From scratchy spinner to flash and now the cloud

This storage medium progressed from spinning disk to flash and then entered the cloud... Sound familiar? It's the long-playing music album and this year marks the sixty-fifth anniversary of its inception.

The 33 1/3rpm vinyl long-playing record was devised in 1948 by Columbia Records and was an upgrade on the prior 78rpm 12-inch shellac records - which were noisy, read by a needle tracing the surface of a spiral grooved track, and only played music for about five minutes.

78rpm records

Some 78rpm records

Like the '78', the 10- or 12-inch long player (LP) used analog recording and was two-sided but the 'microgrooves' were finer, so the track was longer, and the playing time was 20 minutes or more.

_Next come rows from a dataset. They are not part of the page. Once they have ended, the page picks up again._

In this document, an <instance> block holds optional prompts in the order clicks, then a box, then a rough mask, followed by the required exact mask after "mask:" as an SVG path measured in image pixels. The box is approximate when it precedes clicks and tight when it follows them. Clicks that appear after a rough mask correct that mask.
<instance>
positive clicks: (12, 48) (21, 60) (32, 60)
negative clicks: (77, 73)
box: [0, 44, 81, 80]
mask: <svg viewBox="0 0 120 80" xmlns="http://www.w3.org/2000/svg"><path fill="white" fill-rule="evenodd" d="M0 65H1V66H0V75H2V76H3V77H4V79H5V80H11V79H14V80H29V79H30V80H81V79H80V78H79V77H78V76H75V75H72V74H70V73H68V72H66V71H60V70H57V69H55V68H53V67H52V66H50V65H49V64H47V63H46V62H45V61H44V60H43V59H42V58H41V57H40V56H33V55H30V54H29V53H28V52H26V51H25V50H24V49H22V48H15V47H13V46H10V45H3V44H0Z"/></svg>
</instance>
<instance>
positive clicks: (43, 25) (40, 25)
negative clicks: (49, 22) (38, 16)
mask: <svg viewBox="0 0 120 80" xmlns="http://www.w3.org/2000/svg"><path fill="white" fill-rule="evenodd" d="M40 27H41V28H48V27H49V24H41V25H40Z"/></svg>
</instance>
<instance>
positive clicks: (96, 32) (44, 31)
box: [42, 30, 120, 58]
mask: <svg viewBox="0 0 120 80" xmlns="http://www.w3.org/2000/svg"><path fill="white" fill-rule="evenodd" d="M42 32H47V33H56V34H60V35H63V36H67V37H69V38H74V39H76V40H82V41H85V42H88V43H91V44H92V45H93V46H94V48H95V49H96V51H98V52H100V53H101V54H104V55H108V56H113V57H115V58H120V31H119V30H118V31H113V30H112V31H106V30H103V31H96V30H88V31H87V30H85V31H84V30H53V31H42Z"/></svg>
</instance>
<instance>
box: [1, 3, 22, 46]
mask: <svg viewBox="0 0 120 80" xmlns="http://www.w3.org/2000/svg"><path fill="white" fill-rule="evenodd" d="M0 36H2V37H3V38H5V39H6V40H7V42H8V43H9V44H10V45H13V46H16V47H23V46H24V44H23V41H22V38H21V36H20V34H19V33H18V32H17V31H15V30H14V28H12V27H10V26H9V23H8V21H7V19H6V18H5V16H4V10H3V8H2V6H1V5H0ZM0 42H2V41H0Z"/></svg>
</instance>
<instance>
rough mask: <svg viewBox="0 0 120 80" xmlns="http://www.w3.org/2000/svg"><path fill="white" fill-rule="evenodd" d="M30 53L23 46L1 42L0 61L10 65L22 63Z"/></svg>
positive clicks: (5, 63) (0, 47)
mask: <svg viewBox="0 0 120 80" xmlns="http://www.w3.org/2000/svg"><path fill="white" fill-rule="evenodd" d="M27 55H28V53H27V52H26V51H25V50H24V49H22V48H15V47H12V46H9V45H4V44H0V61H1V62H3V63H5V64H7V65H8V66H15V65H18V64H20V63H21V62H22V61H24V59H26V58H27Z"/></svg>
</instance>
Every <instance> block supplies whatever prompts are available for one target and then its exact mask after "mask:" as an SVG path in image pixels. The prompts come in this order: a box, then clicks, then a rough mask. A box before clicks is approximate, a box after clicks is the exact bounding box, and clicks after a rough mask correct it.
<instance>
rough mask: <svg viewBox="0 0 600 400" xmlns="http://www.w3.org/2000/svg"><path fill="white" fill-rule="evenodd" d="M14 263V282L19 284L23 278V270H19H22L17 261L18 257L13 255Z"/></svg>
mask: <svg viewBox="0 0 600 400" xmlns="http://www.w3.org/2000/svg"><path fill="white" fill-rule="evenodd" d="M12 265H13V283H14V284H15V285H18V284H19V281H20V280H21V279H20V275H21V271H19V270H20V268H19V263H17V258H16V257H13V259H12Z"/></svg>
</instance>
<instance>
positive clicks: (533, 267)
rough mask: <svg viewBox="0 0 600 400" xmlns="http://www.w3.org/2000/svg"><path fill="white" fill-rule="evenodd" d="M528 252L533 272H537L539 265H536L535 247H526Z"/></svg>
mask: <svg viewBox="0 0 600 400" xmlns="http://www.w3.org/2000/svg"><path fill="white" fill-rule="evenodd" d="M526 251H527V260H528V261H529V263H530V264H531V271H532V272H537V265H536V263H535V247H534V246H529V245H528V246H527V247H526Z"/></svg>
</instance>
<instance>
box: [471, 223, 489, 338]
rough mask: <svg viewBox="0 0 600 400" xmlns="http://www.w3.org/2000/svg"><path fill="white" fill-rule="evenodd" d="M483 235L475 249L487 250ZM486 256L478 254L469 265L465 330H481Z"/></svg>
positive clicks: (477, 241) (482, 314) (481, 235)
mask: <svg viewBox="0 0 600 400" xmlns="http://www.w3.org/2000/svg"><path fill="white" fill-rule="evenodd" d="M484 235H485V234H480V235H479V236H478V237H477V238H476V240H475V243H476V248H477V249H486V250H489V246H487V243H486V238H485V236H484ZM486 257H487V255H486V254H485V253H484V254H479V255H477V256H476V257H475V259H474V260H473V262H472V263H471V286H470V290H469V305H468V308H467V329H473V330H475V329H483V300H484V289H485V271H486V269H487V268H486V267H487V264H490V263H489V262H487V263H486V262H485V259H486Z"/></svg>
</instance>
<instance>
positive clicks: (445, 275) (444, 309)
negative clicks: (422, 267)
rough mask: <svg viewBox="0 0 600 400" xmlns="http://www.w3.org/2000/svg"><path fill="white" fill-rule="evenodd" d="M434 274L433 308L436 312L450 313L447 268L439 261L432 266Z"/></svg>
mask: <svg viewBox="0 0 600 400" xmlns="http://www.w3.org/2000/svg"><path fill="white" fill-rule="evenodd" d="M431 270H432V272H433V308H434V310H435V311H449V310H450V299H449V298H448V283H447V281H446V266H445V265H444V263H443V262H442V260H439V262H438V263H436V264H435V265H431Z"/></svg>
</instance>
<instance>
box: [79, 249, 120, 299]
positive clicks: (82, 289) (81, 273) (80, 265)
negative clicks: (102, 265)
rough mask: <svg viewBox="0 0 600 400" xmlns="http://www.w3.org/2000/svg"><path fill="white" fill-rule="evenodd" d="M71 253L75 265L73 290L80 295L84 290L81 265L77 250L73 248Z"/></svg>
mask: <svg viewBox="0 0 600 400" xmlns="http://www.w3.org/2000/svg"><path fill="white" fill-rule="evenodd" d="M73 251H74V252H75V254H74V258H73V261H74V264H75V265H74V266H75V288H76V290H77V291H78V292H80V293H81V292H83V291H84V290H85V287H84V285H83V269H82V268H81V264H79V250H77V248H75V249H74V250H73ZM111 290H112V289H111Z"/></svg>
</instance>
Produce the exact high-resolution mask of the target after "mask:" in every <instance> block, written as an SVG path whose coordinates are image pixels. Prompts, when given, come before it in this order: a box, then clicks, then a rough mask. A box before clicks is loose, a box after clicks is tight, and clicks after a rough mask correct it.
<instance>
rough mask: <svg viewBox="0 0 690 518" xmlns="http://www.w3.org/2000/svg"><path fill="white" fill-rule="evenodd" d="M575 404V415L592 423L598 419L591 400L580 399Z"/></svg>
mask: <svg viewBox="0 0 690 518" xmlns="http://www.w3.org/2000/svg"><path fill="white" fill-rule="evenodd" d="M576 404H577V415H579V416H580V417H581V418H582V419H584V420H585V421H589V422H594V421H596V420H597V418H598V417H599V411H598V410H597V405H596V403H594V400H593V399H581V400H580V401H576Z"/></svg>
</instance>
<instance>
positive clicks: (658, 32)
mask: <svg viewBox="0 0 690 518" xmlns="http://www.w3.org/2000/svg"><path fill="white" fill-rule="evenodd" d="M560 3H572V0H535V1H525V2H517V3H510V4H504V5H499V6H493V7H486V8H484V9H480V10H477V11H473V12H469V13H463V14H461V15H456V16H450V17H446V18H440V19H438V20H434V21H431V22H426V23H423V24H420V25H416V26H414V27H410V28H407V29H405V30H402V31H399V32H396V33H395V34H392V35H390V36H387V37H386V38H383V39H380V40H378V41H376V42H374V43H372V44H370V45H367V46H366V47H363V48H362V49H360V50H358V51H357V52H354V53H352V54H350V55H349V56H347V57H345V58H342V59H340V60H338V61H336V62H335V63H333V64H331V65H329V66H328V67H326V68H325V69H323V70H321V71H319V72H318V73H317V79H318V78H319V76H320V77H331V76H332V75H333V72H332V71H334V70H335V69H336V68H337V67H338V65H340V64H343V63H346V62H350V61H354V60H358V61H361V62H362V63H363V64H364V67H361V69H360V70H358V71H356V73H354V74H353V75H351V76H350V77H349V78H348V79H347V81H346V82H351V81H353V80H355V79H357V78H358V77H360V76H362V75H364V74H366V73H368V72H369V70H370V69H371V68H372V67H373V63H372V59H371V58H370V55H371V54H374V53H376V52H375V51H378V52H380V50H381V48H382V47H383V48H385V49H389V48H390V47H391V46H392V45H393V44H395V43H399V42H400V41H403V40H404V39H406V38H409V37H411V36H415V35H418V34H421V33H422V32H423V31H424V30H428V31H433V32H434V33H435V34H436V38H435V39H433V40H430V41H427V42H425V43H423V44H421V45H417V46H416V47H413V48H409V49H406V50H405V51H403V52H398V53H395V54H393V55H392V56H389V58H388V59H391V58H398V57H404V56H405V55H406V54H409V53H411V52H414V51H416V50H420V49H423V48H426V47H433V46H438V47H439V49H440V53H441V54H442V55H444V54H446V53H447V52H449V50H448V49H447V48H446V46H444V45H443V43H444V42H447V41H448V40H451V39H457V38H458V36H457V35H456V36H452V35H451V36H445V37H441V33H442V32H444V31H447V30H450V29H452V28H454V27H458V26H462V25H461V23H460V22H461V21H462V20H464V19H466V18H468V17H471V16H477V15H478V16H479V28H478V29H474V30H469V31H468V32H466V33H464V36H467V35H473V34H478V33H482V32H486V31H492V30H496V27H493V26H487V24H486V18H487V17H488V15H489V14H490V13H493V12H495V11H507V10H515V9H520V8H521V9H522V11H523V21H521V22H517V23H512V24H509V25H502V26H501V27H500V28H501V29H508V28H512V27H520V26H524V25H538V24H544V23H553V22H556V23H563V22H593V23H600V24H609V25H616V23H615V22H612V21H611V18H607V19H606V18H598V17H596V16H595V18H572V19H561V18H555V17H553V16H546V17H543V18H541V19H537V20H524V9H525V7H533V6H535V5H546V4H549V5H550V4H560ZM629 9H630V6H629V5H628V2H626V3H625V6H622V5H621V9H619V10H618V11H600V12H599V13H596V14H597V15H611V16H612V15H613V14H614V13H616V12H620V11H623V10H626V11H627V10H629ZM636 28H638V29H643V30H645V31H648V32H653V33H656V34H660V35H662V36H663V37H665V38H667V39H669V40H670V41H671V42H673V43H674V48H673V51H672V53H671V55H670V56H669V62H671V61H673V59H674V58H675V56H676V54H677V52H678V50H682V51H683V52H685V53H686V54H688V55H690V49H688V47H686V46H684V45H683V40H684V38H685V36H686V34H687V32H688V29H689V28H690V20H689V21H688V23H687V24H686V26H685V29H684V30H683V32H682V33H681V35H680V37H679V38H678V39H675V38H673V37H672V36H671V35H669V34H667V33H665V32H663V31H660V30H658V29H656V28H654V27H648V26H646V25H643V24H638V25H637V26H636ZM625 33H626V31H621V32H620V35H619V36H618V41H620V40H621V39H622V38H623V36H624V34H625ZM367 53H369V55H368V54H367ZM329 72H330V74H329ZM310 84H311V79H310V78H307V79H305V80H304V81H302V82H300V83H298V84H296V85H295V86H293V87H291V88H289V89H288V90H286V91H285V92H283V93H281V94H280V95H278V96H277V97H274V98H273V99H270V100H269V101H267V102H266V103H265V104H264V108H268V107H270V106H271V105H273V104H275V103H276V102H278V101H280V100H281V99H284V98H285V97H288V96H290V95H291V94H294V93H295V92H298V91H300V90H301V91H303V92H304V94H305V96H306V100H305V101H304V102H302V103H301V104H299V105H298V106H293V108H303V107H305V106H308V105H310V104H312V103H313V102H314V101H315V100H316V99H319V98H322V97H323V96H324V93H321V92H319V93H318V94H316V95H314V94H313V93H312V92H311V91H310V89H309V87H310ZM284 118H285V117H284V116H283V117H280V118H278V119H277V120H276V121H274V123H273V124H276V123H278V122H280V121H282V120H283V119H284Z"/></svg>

Then stereophonic sound was added and the album became the standard way of buying classical music, collections of pop singles and then popular music and songs created as an entity rather than as a set of three-minute singles. There was glorious album art and breath-taking musical adventures but the technology had limitations.

LP stylus

LP record stylus

Records wore out because the needle scratched the microgroove surface and so music and song quality suffered. The LP had to be turned over after 20 minutes to play the second side. The player with stereo amplifier and speakers was not portable. Playing individual songs was a hit-and-miss affair as you had to locate them on the LP's surface.

Vinyl grooves

Vinyl record grooves

Sony Walkman

In the early '80s, Sony's Walkman became the first popular answer to the portability problem - a small battery-powered tape cassette player with headphones. This was good as far as it went, which was not far enough because the CD - which started catching on towards the end of the '80s - swept the cassette-based Walkman away.

In the the late 1980s, music fans were blown away by the new high-fidelity recording medium. The compact disc is an optical technology, so while the single-sided discs still had spiral tracks, the signals pressed into them were read by laser. Unlike the old LP, there was no contact with the disc's recording surface, which was covered by a transparent layer of plastic. That didn't stop them from getting scratched though.